Every couple of years, evidence emerges to
underline the unparalleled nature of the state onslaught and ruthless
rule-breaking to overcome resistance in the mining communities, bought at a
cost of £37bn in
today's prices.
In January, newly released cabinet papers
confirmed that, just as Scargill had warned at the time, there was
indeed a secret hit list to close
75 collieries with the loss of 75,000 jobs when the strike began.
Thatcher
lied about it and planned
to send thousands of troops into the coalfields, as her government faced
imminent defeat.
In media and establishment mythology, of course,
it was the insurrectionary incompetence
of the miners' leadership that led to the breakneck destruction of the
mining communities, rather than the government that ordered it.
That is abject
nonsense.
There was simply no option of a gentle rundown of
the industry in 1984, with or without a national ballot, as the treatment
of pits that worked during the strike demonstrated.

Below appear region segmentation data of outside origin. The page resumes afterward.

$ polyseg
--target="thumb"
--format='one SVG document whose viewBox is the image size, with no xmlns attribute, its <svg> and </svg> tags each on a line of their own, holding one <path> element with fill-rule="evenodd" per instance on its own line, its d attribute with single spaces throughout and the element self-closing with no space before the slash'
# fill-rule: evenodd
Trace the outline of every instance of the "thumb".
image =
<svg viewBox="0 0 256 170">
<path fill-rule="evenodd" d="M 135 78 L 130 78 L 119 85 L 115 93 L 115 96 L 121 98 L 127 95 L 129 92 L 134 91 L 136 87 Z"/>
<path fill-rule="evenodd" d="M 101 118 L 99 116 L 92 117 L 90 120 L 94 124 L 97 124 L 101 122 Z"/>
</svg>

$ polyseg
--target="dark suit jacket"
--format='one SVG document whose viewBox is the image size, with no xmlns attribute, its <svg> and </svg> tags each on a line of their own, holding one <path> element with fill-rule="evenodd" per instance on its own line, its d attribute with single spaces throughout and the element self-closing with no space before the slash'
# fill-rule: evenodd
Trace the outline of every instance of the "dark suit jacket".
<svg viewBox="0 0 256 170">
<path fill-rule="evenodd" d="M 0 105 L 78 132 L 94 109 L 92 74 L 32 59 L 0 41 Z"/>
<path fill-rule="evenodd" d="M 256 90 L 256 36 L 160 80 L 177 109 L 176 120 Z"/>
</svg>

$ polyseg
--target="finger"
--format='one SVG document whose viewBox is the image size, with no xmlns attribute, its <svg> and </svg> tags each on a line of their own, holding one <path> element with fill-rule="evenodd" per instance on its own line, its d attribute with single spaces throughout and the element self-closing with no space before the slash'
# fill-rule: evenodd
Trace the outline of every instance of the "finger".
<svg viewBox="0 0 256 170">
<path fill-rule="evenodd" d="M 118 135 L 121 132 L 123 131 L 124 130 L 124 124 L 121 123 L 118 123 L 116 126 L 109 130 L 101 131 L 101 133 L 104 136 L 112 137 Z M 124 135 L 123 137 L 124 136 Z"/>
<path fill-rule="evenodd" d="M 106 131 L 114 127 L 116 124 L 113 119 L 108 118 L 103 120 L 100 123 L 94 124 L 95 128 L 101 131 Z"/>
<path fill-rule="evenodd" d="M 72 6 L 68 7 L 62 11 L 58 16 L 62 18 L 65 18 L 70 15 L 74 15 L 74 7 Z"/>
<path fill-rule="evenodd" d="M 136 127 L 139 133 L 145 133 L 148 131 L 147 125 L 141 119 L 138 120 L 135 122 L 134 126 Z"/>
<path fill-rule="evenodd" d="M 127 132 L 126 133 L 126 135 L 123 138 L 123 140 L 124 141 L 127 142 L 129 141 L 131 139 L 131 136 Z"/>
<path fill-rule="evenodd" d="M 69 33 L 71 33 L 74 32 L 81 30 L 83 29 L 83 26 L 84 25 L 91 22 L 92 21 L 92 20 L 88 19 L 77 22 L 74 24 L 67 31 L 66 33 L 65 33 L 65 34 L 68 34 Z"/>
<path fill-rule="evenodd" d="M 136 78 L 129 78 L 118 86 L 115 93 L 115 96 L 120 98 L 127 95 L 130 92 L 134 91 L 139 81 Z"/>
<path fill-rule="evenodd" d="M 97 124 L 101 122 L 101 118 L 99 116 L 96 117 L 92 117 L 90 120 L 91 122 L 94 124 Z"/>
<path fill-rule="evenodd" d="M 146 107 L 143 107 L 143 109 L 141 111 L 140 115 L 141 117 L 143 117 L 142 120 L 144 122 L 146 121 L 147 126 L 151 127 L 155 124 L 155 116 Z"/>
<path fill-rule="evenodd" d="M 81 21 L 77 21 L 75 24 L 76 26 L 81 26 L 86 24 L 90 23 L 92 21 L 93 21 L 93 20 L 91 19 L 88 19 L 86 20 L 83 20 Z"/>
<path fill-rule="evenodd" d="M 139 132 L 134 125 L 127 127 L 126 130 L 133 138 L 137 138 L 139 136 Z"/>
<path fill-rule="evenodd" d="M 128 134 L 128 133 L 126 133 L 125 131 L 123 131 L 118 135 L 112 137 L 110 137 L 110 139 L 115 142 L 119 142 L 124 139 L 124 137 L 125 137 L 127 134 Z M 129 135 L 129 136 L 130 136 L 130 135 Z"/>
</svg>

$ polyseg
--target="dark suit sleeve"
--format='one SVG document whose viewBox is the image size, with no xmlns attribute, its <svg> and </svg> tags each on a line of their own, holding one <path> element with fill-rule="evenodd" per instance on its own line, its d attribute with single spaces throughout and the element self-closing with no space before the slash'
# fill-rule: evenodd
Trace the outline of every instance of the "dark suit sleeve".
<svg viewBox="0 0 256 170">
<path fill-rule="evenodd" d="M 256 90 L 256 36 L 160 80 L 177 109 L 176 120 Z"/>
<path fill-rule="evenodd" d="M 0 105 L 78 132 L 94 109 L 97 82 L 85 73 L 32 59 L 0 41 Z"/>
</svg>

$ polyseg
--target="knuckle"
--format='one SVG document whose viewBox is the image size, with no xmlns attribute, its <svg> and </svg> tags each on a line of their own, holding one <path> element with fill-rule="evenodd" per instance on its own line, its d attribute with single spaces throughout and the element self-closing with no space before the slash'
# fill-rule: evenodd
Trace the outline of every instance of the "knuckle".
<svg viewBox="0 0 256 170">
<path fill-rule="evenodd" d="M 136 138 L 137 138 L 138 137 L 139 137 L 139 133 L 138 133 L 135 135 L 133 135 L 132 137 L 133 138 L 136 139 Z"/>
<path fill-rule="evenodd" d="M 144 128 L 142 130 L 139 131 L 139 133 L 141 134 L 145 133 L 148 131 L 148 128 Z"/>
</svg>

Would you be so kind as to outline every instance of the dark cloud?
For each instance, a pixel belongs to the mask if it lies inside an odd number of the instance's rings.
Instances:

The only choice was between
the certainty of mass closures and the chance of halting the assault.
To achieve its goal, the government unleashed the
full force of the state: a militarised police occupation of the coalfields, a
commandeered and manipulated criminal justice system, mass sackings and
jailings – and the use of MI5,
GCHQ, the NSA and special branch to bug, infiltrate, smear, manipulate the
media, and stage dirty tricks against the union and its leaders.
Since The Guardian first reported leaks about
security service operations against the miners in the 1990s, much more has
emerged and been confirmed by former officials. MI5's
"counter-subversion" role has been largely transferred to a string of
notorious undercover police units, now
the subject of an official inquiry; global blanket surveillance by GCHQ and
the NSA is on another scale entirely from their then unprecedented operations
against the miners' strike; while state
collusion with mass corporate blacklisting of trade unionists has
continued, despite the enfeebled state of the labour movement.
Thirty years on, the argument about coal is now
focused on the threat of global warming and carbon emissions, rather than the
tiny workforce that still mines it or the social wreckage in the coalfields
left behind by Thatcher's social vandalism.
But the battle over coal in the 1980s was in any
case really about power and class, not fuel – just as the argument about its
legacy is more about the future than the past.
Success for the miners could
not, of course, have turned the neoliberal tide, which was a global phenomenon.
But it would certainly have at least weakened Thatcher, reined in her worst
excesses, and put a brake on Labour's rush for the "third way", which
eventually turned into New Labour's embrace of the Thatcherite settlement.
As the strike fades into history, the miners'
stand has been vindicated by the experience of that failed model.
Profound
economic change means such an industrial conflict will never be repeated in
that form; but its experience can speak to our times.
Among its lessons are that you can't always fight
on terrain and at times of your choosing; division can be fatal; and the higher
the stakes, the dirtier that employers and governments will play.
And as Crow
demonstrated, militancy may not guarantee success – but passivity will
asphyxiate unions when the workforce needs them to be stronger than ever.